The crossbow shooting competition is held in the Armbrustschützenzelt (Crossbow Shooter’s Tent, website here). I’ve been inside the Armbrustschützenzelt, but I could not find where the competition occurs. The Winzerer Fähndl, a crossbow guild, built the original Armbrustschützenzelt after moving out of the Winzerer Fähndl tent. I cannot find much information about this competition beyond that it dates back to 1895 and this brief video.

When You Go

• Book early. When I went in 2016, I looked for hotels in February 2016. Most hotels were already booked.

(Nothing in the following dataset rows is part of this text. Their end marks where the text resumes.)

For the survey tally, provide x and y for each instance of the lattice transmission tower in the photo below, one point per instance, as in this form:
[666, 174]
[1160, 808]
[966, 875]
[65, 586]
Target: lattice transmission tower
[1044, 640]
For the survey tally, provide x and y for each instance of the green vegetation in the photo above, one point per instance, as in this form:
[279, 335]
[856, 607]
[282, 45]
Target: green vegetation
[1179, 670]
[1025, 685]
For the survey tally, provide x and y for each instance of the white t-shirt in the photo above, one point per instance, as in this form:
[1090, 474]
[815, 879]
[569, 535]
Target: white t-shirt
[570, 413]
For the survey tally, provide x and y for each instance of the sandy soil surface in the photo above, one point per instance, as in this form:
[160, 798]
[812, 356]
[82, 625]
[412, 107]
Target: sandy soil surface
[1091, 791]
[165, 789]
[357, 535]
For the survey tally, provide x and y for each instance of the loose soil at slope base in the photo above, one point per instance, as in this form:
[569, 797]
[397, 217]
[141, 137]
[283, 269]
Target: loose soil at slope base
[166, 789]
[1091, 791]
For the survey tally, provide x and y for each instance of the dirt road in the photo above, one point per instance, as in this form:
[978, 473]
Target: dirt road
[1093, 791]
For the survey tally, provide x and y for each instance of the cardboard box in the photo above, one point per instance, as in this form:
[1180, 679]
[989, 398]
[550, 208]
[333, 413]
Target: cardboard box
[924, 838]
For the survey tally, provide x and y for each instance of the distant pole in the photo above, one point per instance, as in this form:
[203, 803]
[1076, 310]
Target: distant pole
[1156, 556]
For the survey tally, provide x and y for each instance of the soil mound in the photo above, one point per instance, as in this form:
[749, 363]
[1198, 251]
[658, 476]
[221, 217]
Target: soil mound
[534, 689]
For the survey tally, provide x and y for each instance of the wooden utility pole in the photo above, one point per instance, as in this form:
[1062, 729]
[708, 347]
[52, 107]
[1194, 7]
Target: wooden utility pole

• The Munich City government has imposed restrictions on AirBNB like services, so be careful if you go this route. Don’t be the person that gets your host in trouble.

• Munich locals agreed with me when I told them my plans: Skip the weekends and go to Oktoberfest during the week. The weekends are too crowded and it is too difficult to get into a tent. If you do go on the weekend, expect the tents to fill up in the early afternoon. The weekdays are much quieter and the tents fill up in evening instead of early afternoon. Note that some tents have family days during the week where families get discounts; however, anyone is welcome in the tent.

• I’ve heard that some tents accept credit cards, but I didn’t see any acceptance of credit cards when I was there. Expect Oktoberfest to be strictly cash-only, and pay as you go.

• It’s OK to stand or dance on the benches, but keep your feet off the tables.

• You can reserve tables in the tents, but only for large groups (usually eight or more people). Reservations fill up early, so like with hotels, reserve early. If a table isn’t reserved and isn’t full, ask if you can join. Most locals will gladly let you join them if there is room for your party. In almost every tent, you won’t be served unless you are seated.

• If you decide to wear a Dirndl or Lederhosen, spend money (a few hundred Euros from what I hear) to get good stuff. Otherwise you will stick out as a tourist. Ladies, the Dirndl apron knot goes on your left front if you are available, the center front if you are a virgin, right front if you are not available, and back if you are a widow or a waitress.

• I didn’t get a car while I was there. I relied on public transit. German public transit is good. The Münchner Verkehrs-und Tarifverbund (MVV, Munich’s public transit system) English language website includes schedules, maps, fare information, and trip planners. There is an U-bahn (subway) station at the Wiesn for the U4 and U5 lines, which is sometimes closed during Oktoberfest due to security concerns. The Hauptbahnhof (Main Train Station) is a fifteen minute or so walk from the Wiesn. All S-bahn lines except the S20 go through the Hauptbahnhof. The S1 and S8 go to the airport. To go from the Hauptbahnhof to the Wiesn, follow the signs. There are signs at the Wiesn which will direct you to both the U-bahn station and the Hauptbahnhof.

• Due to increased security, you won’t be allowed to take large bags into the Wiesn. The Wiesn is now fenced off, and you can only enter and exit at certain points.

• Don’t drink too much unless you want to end up on the Munich Barfs web page or in Youtube videos like this one.

If you go, I hope you have a good time. Oktoberfest is a lot of fun.


For those that like looking at men

I’m a straight guy, so I am a bit clueless about what those that like looking at men are attracted to, but I think the pictures I found of men in Lederhosen won’t work. Instead, have a video of Bavarian Stone Lifting, which does not take place at Oktoberfest.

For those that like looking at women

Enjoy this gallery of women at Oktoberfest.

Editor’s Note: DEG is already deep into the spirit of Oktoberfest, so to speak, so he’ll check in for comments, questions, and general applause on Monday.